This week I didn't behave well. Really bad in fact. I mean I slow clapped the home secretary as she headed for her lobby. I then followed it with, what I will call a robust exchange, with the minister for women and equalities Nicky Morgan across the chamber.
If my mom was still alive she might have slapped my legs for my breaches. On this occasion though I think she may have joined me. Because my mom, the mother of three sons, and me her only daughter, whispered in my ear every day from birth, "there's nothing they can do that you can't."
This Wednesday in Parliament the talk was of equal pay. The opposition put in front of the Government the motion to task the Equalities and Human Rights Commission with performing an 'Annual Equal Pay Check' to collate and analyse information published and recommend actions to ensure we close the gender pay gap this generation. Now I know this is not the ground breaking work of Barbara Castle and the Dagenham women. But it would help to hold businesses to account for their actions on the gender pay gap. It would have said "you know the fact that for every pound a man earns a women earns only 83p (in my constituency) well we know that sucks"
We all sat on those green benches and said how very important it was. Those on the Government benches congratulated themselves on how far we had come. Some way through the debate I had the horrid sinking realisation that they didn't care. Now they often don't care about what I do, that's fine we are all different. But this... gender equality... not caring about that... well that made me behave badly.
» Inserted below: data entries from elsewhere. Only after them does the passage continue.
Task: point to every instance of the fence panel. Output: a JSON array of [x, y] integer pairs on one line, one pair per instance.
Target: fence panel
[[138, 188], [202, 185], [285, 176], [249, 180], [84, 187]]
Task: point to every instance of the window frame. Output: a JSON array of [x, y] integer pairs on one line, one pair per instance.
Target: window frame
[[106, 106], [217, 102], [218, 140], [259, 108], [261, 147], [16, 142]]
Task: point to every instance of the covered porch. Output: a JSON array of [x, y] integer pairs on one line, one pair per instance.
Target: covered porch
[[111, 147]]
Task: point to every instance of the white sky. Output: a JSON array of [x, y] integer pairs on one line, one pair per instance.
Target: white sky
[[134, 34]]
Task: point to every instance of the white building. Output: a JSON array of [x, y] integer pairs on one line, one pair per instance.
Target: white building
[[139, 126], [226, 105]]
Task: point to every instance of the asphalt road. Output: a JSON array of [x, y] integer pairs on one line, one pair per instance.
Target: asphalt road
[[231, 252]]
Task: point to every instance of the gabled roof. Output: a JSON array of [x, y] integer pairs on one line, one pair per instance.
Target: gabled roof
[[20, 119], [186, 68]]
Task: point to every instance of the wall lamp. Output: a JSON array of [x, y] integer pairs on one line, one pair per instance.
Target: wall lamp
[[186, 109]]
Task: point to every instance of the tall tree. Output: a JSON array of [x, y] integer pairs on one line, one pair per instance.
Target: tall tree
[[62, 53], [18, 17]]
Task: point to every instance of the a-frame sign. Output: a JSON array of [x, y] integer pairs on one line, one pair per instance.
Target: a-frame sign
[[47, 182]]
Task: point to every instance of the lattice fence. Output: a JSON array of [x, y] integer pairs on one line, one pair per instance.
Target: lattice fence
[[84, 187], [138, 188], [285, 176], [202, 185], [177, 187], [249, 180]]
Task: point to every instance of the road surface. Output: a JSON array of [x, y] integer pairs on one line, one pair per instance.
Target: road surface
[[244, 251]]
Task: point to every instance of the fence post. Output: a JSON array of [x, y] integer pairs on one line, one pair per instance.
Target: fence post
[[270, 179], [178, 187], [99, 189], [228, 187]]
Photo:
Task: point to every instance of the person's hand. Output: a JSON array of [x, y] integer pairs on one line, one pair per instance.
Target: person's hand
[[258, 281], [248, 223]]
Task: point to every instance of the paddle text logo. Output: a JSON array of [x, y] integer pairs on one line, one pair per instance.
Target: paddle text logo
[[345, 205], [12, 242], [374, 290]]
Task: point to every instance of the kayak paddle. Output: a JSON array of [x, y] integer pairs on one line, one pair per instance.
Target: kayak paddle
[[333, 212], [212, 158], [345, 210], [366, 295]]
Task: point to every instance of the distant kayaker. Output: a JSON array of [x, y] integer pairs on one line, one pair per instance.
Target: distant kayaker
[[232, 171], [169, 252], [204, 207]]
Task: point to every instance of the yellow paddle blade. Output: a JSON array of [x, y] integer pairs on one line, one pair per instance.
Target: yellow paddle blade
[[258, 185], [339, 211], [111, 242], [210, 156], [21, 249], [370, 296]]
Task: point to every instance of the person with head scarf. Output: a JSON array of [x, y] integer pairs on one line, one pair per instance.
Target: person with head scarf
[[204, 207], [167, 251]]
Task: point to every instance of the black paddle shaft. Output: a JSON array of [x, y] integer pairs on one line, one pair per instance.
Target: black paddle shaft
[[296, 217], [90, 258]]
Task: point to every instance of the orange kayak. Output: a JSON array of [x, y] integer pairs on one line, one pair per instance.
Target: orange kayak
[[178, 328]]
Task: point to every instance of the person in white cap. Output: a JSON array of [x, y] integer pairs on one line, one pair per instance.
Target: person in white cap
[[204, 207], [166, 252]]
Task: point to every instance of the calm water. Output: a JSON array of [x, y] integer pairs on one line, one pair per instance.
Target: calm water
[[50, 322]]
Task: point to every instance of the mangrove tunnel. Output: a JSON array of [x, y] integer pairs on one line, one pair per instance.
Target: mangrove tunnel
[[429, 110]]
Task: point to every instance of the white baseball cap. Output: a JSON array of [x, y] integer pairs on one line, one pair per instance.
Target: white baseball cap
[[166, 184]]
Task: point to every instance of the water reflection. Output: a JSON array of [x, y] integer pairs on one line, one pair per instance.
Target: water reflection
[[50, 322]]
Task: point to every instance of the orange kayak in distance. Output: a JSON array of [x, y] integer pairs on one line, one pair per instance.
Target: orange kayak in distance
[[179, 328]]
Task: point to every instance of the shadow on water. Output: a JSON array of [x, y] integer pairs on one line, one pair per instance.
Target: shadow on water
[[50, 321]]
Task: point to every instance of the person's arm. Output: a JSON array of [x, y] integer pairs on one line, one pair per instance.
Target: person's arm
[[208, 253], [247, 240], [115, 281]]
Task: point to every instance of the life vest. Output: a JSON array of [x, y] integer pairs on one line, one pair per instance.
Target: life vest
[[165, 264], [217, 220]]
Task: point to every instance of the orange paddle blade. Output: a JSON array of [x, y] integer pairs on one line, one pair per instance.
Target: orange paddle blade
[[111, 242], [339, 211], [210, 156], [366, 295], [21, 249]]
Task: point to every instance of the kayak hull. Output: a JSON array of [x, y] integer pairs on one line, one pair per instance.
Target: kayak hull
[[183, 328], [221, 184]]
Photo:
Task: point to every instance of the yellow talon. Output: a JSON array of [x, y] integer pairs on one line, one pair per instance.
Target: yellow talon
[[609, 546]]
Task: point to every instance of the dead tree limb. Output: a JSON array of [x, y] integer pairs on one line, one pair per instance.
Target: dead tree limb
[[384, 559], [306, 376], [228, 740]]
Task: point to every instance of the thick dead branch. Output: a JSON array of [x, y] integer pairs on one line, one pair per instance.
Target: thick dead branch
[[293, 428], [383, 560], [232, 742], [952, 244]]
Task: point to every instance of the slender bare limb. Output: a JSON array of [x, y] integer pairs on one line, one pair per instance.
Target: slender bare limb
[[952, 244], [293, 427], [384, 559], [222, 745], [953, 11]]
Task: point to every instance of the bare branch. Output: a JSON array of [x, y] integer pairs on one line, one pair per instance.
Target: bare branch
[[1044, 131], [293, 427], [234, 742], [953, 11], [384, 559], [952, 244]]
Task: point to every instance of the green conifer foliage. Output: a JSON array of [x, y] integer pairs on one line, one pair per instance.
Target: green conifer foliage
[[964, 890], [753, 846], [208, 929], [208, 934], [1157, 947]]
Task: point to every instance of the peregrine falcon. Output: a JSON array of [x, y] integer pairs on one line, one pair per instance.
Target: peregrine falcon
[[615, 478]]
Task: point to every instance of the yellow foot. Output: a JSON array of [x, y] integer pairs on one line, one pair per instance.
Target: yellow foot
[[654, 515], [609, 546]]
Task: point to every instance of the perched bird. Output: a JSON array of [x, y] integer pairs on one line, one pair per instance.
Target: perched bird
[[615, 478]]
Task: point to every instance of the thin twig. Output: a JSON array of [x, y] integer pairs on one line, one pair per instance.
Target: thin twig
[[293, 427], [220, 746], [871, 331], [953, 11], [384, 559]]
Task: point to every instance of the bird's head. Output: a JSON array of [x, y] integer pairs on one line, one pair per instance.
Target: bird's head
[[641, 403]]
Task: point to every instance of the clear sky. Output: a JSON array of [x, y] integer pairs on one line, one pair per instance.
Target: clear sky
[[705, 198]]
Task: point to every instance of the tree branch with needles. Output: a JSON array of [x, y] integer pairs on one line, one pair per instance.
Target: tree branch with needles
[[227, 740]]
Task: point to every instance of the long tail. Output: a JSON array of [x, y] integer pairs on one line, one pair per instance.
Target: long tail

I have spent my career working with women who have been beaten, raped and exploited. What all failed to understand in the debate, is that women are beaten and raped exactly because they have less value in society. To me it was not about money and wages it was about worth. So as the government marched through the no lobby it felt like we women were worthless. So who can we blame when this week two of us, the worthless, are murdered?
When the votes were declared and we lost, I lost it. And Nicky Morgan laughed at me. She stared across and gloated because I was upset. But I remain unapologetically upset. Maybe if she had wiped the blood off a women who was left for dead she wouldn't laugh.
Today I shall sit in the cupboard in Parliament where Emily Wilding Davison the suffragette hid to show her worth. I shall whisper, "there's nothing you can't do." Then I'll step out in to that fancy Palace of Westminster and know that those around me think I don't matter quite so much. And so I'll keep behaving badly.